The campaign was patchy and fairly hit and miss. In the wake of the failed suicide bombing of a US airliner over Detroit on Christmas Day 2009, the US stepped up its hunt for leaders of Al Qaeda in the Arabian Peninsula (AQAP), the Yemen-based branch of the terrorist group.

But it was not until last month that, in the public domain at least, missiles from a US drone were confirmed to have taken out a senior AQAP leader, Anwar al-Awlaki, believed responsible for planning the failed Christmas Day attack.

Awlaki’s assassination was swiftly followed by a second drone strike which reportedly killed his son and eight other AQAP members, though key military leaders of AQAP such as Nasser Wahayshi and Qassem Raymi are believed to remain at large.

Yemeni officials familiar with the US military drive against al-Qaida in Yemen, quoted in an AP report, said a shift of strategy by the US was finally yielding results.
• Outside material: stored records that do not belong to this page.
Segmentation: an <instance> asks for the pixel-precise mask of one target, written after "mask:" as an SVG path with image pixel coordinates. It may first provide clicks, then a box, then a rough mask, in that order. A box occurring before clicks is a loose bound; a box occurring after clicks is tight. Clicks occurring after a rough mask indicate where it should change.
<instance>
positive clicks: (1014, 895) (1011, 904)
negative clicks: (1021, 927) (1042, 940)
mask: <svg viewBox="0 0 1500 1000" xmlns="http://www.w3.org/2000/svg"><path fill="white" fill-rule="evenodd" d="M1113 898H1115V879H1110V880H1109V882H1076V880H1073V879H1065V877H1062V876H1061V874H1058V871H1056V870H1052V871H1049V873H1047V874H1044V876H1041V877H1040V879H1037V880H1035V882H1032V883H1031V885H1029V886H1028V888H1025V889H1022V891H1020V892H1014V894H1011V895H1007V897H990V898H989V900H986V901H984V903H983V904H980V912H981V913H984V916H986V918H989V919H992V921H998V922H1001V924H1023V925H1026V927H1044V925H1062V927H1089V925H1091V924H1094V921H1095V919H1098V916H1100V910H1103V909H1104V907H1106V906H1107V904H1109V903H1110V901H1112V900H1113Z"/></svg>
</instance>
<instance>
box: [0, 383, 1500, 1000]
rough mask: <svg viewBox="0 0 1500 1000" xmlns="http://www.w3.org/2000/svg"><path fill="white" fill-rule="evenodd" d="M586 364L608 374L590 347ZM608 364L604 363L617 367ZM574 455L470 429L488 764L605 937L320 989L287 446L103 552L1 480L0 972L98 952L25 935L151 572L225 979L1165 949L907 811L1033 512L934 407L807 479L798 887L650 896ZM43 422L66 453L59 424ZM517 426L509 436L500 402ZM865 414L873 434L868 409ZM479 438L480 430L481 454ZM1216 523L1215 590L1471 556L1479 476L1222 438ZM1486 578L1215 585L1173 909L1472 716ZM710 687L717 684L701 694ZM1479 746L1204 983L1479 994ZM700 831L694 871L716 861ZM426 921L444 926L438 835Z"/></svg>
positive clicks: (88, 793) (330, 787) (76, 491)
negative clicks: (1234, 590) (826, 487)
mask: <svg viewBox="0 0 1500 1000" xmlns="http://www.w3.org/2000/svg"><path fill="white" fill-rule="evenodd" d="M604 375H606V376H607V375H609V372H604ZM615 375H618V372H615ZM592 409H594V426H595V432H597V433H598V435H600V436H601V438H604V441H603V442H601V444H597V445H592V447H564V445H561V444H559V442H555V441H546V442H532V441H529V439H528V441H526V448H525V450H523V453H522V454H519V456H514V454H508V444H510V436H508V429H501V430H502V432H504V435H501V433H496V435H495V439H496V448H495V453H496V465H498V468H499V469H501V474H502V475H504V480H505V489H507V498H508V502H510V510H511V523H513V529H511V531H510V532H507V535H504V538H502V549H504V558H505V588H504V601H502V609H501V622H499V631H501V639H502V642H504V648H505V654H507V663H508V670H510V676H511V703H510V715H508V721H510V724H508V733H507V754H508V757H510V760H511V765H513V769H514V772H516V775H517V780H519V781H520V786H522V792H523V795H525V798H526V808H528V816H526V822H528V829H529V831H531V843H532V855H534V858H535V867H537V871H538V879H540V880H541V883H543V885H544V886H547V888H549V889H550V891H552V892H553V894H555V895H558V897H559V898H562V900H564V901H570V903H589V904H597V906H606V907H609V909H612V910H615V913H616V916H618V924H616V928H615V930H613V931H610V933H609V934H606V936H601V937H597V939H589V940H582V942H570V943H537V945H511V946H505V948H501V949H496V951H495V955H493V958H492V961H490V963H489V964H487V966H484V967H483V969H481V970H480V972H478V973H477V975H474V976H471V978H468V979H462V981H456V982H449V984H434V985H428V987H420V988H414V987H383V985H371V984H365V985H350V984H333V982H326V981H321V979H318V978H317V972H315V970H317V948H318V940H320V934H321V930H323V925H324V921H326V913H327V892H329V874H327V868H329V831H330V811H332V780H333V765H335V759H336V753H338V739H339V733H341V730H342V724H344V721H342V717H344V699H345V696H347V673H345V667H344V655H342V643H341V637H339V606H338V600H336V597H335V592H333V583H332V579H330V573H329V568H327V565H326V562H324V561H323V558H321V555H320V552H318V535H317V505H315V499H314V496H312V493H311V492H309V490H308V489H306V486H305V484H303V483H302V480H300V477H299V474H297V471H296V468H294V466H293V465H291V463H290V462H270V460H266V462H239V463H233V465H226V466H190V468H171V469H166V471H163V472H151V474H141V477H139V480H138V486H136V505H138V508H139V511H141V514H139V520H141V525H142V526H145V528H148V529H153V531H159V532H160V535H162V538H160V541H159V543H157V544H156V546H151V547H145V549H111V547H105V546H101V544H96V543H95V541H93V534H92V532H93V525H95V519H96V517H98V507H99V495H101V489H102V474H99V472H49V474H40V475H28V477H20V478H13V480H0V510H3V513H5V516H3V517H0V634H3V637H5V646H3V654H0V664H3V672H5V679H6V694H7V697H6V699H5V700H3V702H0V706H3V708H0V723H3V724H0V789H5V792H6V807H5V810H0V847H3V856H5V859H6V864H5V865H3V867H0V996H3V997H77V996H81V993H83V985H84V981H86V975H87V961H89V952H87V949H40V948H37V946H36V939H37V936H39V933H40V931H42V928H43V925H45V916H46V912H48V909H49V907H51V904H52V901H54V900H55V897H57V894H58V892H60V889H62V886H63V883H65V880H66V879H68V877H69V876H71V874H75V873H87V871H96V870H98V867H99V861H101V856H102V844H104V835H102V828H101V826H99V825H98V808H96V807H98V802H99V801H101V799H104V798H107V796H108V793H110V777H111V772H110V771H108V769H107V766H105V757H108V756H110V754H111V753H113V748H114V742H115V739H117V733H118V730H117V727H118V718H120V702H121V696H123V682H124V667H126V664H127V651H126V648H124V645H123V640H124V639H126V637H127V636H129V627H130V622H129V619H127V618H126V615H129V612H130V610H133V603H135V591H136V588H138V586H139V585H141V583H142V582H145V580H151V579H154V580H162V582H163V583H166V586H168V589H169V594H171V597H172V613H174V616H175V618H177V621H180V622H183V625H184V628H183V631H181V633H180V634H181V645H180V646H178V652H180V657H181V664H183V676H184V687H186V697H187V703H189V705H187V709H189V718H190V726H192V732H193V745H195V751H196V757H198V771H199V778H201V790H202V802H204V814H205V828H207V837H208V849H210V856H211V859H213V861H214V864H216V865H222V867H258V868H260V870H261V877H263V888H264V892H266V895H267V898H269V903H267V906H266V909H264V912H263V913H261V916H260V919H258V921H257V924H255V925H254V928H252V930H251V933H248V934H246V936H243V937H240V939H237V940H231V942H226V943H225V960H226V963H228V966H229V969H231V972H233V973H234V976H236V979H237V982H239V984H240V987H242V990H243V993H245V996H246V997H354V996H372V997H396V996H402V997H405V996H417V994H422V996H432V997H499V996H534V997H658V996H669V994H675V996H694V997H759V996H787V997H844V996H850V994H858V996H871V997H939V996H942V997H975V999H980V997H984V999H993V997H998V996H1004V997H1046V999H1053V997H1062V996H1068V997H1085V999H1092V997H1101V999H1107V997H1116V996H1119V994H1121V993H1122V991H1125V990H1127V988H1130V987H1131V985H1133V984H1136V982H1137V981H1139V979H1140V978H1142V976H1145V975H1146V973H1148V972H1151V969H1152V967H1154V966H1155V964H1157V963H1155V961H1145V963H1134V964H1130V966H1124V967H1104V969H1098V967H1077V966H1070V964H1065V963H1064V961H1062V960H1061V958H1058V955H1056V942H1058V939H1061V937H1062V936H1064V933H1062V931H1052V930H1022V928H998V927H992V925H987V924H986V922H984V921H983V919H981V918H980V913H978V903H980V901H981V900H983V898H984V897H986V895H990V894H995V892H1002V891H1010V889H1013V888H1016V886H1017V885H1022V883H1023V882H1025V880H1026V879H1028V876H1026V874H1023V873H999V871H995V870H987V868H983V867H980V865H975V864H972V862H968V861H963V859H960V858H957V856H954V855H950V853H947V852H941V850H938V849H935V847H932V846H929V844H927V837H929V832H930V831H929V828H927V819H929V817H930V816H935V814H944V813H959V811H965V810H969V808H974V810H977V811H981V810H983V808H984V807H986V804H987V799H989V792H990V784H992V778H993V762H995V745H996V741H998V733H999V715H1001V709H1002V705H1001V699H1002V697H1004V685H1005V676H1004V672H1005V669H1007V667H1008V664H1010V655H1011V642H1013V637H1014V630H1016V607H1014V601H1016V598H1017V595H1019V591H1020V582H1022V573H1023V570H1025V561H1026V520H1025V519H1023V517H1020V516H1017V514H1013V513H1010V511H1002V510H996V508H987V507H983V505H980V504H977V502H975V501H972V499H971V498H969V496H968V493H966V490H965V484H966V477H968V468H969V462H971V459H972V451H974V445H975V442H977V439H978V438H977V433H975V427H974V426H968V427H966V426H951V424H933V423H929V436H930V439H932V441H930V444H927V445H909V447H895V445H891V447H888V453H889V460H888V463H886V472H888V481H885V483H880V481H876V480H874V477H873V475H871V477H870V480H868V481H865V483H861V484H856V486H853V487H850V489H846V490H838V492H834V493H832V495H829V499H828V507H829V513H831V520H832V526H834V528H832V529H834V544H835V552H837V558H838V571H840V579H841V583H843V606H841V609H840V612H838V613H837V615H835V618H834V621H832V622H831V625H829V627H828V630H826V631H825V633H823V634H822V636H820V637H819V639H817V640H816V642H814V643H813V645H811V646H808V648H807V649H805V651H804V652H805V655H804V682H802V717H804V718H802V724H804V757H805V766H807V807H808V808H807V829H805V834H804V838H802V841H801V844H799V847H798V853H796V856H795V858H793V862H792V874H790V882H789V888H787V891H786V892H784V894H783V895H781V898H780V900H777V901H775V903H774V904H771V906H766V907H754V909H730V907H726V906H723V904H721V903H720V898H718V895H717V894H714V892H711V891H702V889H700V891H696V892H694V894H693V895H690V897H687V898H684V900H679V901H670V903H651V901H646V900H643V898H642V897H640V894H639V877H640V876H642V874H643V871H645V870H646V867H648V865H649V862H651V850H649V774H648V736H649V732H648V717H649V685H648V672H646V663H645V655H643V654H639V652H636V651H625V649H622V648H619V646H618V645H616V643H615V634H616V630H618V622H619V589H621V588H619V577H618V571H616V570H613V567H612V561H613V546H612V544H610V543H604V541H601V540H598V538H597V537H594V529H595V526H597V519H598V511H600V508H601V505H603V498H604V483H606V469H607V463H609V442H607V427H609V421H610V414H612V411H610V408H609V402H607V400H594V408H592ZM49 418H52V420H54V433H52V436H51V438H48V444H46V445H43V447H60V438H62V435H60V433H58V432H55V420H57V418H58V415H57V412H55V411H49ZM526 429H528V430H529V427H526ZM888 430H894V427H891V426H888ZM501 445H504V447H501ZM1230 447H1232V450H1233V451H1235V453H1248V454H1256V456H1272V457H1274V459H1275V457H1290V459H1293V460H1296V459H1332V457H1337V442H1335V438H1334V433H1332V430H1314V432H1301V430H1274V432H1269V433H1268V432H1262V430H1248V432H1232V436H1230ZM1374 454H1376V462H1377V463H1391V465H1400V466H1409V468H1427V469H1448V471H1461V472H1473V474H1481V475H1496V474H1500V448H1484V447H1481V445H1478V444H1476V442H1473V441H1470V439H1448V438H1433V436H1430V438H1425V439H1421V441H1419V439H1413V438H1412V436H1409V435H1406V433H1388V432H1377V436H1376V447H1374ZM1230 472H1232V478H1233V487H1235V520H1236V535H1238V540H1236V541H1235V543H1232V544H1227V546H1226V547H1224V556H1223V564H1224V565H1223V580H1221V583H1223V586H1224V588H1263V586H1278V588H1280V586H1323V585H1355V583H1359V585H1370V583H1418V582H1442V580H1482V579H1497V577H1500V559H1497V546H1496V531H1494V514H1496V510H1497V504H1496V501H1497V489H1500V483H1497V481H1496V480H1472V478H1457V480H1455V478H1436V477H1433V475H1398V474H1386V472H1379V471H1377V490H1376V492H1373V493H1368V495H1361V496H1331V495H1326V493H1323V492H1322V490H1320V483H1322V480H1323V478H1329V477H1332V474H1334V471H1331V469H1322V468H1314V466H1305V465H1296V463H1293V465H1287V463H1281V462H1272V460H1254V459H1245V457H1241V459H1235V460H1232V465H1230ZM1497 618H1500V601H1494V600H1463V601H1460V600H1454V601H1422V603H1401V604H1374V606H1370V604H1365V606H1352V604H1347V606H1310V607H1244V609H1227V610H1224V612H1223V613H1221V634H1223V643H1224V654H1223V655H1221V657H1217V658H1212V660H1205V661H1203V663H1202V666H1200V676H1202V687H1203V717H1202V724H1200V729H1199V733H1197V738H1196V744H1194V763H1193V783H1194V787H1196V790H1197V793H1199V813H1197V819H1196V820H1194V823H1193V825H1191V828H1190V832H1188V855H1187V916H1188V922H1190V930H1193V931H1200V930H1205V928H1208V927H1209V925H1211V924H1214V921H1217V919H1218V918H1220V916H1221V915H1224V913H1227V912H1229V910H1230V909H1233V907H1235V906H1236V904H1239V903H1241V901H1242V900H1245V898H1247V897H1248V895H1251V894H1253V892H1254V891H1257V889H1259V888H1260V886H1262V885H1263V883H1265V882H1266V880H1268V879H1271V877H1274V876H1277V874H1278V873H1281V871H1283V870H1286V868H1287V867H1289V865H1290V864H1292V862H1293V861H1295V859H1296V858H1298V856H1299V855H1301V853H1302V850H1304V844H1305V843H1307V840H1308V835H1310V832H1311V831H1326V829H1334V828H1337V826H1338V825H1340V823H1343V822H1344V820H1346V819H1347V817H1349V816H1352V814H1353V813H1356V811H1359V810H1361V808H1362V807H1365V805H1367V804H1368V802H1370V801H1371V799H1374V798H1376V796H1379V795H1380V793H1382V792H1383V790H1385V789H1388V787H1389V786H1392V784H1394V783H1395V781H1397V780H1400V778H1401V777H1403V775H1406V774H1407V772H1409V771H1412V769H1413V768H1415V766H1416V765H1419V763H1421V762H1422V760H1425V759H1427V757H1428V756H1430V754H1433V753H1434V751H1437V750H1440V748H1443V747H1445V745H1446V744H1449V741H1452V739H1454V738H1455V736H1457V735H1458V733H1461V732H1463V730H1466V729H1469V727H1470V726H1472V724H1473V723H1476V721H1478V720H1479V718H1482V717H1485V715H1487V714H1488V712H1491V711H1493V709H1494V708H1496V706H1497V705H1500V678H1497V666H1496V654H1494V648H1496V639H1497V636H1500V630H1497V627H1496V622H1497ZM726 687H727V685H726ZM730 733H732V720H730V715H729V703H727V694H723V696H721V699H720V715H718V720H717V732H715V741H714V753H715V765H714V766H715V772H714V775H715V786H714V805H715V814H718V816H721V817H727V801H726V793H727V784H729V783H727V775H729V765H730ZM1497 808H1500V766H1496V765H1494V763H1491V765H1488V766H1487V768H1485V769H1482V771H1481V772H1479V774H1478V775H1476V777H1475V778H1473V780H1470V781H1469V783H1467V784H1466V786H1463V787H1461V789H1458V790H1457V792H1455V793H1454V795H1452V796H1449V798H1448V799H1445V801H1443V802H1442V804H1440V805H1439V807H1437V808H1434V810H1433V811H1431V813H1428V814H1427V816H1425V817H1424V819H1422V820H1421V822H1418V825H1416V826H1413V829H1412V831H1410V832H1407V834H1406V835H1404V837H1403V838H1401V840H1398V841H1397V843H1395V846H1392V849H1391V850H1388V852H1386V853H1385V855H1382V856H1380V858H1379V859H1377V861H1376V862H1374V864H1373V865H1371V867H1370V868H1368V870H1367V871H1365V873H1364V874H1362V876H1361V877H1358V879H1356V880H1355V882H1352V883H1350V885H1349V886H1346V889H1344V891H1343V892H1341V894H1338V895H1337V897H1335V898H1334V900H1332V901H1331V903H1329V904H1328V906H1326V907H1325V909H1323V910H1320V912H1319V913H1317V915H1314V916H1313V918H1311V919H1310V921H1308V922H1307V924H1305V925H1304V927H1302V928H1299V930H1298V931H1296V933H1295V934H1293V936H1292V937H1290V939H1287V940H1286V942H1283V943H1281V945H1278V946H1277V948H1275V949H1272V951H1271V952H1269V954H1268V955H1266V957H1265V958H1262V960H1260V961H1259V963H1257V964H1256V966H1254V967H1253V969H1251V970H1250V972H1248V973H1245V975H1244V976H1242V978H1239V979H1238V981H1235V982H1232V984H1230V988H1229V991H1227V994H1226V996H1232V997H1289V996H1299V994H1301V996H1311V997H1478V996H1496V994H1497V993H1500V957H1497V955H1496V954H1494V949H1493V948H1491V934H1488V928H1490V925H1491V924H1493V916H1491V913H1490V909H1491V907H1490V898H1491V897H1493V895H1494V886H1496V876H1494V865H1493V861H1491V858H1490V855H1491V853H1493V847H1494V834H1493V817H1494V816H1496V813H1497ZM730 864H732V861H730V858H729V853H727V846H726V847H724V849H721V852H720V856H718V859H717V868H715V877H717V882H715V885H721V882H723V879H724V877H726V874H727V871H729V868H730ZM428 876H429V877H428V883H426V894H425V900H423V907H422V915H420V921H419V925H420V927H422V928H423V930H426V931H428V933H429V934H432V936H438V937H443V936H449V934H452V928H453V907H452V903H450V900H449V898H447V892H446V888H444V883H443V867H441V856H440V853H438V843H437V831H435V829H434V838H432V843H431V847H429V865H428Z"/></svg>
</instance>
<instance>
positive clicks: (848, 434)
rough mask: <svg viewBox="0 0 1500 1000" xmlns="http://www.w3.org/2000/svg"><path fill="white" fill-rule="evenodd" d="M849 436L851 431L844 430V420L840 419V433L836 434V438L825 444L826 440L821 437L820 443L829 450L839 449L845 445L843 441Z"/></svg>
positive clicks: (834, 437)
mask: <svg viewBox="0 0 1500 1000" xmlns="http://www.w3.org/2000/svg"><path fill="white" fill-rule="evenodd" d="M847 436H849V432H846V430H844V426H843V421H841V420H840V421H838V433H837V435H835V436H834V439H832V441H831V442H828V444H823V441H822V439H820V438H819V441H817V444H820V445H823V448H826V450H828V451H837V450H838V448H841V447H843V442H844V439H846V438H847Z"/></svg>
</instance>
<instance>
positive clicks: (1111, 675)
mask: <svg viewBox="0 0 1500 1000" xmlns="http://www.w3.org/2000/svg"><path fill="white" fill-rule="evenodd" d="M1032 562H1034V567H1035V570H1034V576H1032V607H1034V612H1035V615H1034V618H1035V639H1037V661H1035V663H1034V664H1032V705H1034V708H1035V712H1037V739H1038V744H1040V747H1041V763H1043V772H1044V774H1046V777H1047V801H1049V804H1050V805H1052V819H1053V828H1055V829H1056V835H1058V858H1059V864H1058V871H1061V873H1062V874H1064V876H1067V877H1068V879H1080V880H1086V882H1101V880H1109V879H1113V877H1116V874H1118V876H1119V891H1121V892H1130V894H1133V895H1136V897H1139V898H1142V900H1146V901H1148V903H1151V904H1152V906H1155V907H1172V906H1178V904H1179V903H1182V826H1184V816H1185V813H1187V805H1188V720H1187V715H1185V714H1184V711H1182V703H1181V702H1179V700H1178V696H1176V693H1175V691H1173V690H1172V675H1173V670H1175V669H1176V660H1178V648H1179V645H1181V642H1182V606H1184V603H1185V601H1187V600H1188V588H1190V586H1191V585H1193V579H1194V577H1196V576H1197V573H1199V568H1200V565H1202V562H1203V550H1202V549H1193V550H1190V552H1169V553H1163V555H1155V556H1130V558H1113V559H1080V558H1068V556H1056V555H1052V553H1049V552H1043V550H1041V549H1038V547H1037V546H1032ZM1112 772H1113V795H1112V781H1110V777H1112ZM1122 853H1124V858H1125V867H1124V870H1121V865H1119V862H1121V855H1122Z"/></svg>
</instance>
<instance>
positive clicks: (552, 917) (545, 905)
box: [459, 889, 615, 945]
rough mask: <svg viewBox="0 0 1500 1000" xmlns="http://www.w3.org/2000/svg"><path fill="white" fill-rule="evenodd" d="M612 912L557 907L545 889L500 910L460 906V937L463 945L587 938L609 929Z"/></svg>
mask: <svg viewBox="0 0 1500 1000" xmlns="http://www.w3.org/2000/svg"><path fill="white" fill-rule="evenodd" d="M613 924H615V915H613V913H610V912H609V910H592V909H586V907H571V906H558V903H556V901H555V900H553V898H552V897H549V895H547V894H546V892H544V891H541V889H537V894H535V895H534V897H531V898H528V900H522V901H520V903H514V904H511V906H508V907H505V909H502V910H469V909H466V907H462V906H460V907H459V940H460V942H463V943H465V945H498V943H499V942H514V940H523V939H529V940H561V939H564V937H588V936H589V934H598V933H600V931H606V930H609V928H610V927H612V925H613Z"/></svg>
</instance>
Human assets on the ground are directly providing actionable intelligence to US commanders, said the report, rather than relying entirely on Yemen's security agencies which the Americans have long considered inefficient or even suspected of leaking word on planned operations.

The Yemeni sources said there were as many as 3,000 informers on the US payroll around the country — some without even knowing it.

But Ali Saif Hassan, director of the Sanaa-based Political Development Forum, suggested there might also be a political angle to the dramatic escalation in successful US drone strikes against AQAP.

“We must realize that most US drone attacks on AQAP targets were accurate after President Saleh came back from Saudi Arabia. This raises question marks. Why weren’t the raids accurate before his return, though tens of drone attacks took place this year and rarely hit their target.

“Yemen’s government is now seriously cooperating with the US in its war on terror, while in the past it was not too serious. This is why all the targets were accurate over the last month. In the past, the government’s cooperation was not up to the level expected by the US. But since Saleh’s return from Saudi, US authorities have more freedom when attacking AQAP targets.”